The fairy girl floats in and talks to Julio.  She seems as if she’s at least a full foot off the ground, though I don’t see any wings and I’m not afraid.  And she looks at the seahorses too and I wonder what she’ll do.   Those creatures are being ridiculous, all of them, they laugh and slap each other silly with their shiny tails.

“They’re just being wild,” I say.  “You don’t have to go.”  But Julio has already left.  And then she turns into someone I know and she says a ton of things that sound like:

Who are you Kimmie?
What do you have?
What do you want?

It is Bev, her voice sounds like one big whirring noise, almost the way the fairies talk (you get the ideas in your head) but it can’t be that the fairy girl is Bev!  But I get that she knew those stupid seahorses had been giggling at me; I had been the big joke.

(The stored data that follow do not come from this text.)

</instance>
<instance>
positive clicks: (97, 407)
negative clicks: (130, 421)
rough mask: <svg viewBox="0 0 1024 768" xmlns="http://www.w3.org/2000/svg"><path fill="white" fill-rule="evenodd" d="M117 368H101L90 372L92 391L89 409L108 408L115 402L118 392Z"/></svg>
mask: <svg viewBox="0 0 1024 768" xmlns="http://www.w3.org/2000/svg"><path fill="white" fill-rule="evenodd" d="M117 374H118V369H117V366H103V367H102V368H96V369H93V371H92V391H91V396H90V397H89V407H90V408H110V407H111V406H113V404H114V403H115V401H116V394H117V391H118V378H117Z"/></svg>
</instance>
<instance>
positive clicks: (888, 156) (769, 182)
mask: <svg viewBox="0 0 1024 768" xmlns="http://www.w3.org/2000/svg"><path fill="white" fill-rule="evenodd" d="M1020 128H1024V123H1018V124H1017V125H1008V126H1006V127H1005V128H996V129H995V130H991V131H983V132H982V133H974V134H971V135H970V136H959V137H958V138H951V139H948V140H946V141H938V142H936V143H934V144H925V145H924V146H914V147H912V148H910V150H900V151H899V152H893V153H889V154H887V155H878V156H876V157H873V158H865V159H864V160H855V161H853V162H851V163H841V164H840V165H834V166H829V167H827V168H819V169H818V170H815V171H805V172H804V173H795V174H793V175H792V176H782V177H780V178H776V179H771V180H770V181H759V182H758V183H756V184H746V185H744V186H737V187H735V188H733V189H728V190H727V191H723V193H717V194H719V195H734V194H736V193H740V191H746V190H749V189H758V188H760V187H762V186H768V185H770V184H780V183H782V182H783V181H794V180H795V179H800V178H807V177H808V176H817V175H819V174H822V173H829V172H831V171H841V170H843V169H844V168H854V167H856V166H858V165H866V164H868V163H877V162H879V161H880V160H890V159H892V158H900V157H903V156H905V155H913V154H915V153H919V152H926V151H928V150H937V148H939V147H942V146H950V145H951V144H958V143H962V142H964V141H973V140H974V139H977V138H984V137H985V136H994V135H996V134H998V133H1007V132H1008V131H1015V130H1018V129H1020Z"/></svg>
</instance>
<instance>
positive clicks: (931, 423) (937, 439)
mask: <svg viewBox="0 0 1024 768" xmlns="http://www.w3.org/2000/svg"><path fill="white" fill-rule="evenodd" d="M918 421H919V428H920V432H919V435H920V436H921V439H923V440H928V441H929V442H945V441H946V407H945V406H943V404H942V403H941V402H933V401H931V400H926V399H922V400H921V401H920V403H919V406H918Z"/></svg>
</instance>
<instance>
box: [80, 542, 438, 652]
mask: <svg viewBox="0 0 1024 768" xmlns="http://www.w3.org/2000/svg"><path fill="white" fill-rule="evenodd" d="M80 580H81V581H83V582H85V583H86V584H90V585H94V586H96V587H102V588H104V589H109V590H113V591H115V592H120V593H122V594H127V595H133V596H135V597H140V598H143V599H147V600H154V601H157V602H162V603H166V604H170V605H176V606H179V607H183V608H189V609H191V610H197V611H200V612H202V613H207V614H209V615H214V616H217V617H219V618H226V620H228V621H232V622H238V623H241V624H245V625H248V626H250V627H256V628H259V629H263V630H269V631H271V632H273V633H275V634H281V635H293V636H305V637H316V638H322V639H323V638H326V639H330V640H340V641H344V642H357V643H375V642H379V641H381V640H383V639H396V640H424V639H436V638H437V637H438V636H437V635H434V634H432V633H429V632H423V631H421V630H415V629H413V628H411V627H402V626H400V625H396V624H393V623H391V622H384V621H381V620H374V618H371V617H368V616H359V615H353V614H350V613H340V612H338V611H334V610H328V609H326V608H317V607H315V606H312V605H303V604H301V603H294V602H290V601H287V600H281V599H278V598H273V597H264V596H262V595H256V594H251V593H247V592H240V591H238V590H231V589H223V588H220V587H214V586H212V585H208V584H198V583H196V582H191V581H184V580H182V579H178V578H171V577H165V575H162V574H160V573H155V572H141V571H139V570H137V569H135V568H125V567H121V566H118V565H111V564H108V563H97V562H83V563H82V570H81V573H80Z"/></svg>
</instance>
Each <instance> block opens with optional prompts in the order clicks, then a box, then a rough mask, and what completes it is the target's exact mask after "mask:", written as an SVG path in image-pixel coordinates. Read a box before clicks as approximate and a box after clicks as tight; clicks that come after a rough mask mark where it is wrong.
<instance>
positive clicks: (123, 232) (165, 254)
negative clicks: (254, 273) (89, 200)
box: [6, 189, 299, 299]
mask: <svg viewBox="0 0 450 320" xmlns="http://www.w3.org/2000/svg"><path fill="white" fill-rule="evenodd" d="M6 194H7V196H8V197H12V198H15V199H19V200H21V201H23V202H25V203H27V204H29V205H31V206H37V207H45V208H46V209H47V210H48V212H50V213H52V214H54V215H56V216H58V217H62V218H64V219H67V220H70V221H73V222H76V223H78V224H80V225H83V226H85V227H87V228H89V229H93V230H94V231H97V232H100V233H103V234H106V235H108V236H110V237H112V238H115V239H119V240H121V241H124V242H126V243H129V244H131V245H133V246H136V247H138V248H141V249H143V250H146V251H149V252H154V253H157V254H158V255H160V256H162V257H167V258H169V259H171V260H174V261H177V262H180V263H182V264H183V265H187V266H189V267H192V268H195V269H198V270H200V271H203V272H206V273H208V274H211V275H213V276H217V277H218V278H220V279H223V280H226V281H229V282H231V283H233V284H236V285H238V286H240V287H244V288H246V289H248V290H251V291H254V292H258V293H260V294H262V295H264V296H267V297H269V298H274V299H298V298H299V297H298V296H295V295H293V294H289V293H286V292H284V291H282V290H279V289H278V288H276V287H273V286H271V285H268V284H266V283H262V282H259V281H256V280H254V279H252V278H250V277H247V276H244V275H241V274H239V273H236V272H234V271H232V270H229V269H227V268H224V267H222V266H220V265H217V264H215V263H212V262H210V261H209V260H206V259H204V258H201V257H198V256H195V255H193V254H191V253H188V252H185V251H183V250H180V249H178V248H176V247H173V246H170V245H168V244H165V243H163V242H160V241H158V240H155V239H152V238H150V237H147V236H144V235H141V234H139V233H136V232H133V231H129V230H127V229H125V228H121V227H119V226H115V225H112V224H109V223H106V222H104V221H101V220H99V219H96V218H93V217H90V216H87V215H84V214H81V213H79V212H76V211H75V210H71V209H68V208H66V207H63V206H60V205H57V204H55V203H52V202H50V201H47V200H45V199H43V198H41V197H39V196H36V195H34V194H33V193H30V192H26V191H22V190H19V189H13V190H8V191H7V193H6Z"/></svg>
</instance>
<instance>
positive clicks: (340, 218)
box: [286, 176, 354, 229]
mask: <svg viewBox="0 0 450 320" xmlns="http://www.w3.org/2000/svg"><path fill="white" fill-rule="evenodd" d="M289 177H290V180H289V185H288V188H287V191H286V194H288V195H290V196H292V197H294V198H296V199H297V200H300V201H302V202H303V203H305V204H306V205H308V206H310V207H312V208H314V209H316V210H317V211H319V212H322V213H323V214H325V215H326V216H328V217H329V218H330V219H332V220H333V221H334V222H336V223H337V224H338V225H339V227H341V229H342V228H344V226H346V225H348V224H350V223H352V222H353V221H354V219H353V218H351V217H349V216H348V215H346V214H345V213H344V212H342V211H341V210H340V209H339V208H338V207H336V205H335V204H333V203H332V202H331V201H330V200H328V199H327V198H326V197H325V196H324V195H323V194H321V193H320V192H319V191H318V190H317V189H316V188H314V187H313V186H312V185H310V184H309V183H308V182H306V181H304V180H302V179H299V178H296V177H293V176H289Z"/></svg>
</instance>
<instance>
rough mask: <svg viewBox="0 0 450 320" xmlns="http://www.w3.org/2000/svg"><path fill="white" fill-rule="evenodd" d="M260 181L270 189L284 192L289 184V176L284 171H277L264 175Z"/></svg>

“You look like this girl I know,” I say  “She’s muscular too.  Her whole body is streamlined for splits and cartwheels.”

She speaks to me in a high-pitched voice like she sucked helium in through a straw and she tells me she knows who I mean.

“You have the most natural blond hair I have ever seen.  It’s like true fairy girl hair,” I say.

And it is the stuff of tales.  Fine, long, and sparkling, and under the white light it reminds me of my Aunt Kelley’s.  She complained about having to sit in the salon every six weeks for two whole hours to maintain that kind of hair (Aunt Kelley is a brunette). 

“You don’t have any mousy roots,” I say.  “What’s your secret?”

But the fairy girl never answers my question.  And then she offers me some of her peppermints and talks about mad shoes and clothes and says, “Can’t you see how messed up this is?”  It all feels like the stuff she says drags me down to a giant dumpster at Gitt’s where I imagine all of the party garbage magically disappears.  The seahorses start up again too.  And I call Bev or the fairy girl or whoever she is the worst kind of names.

"Make them stop," I say.  She stands over me in the middle of Gitt’s palatial bathroom and protects me from hundreds of small, spitting sea animals.  "Shush," she says.  And her bravery makes me listen to her story about the queen of this castle and answer any questions about what I was doing with Adrianna’s boyfriend.

“Are you even a fairy at all?” I ask.  “And why are you doing that?”
I point to her cell phone that hovers above me.  My dress fans out all over the tiles, all over the queen of Denman high’s floor.

“Even junior fairy girls get cool cell phones and this one’s got a great camera.”

Before I can say another word, she’s gone.  The seahorses have stopped their laughing and tapping as if they have all followed her out, the bathroom is as silent as I imagine it must be on Mars.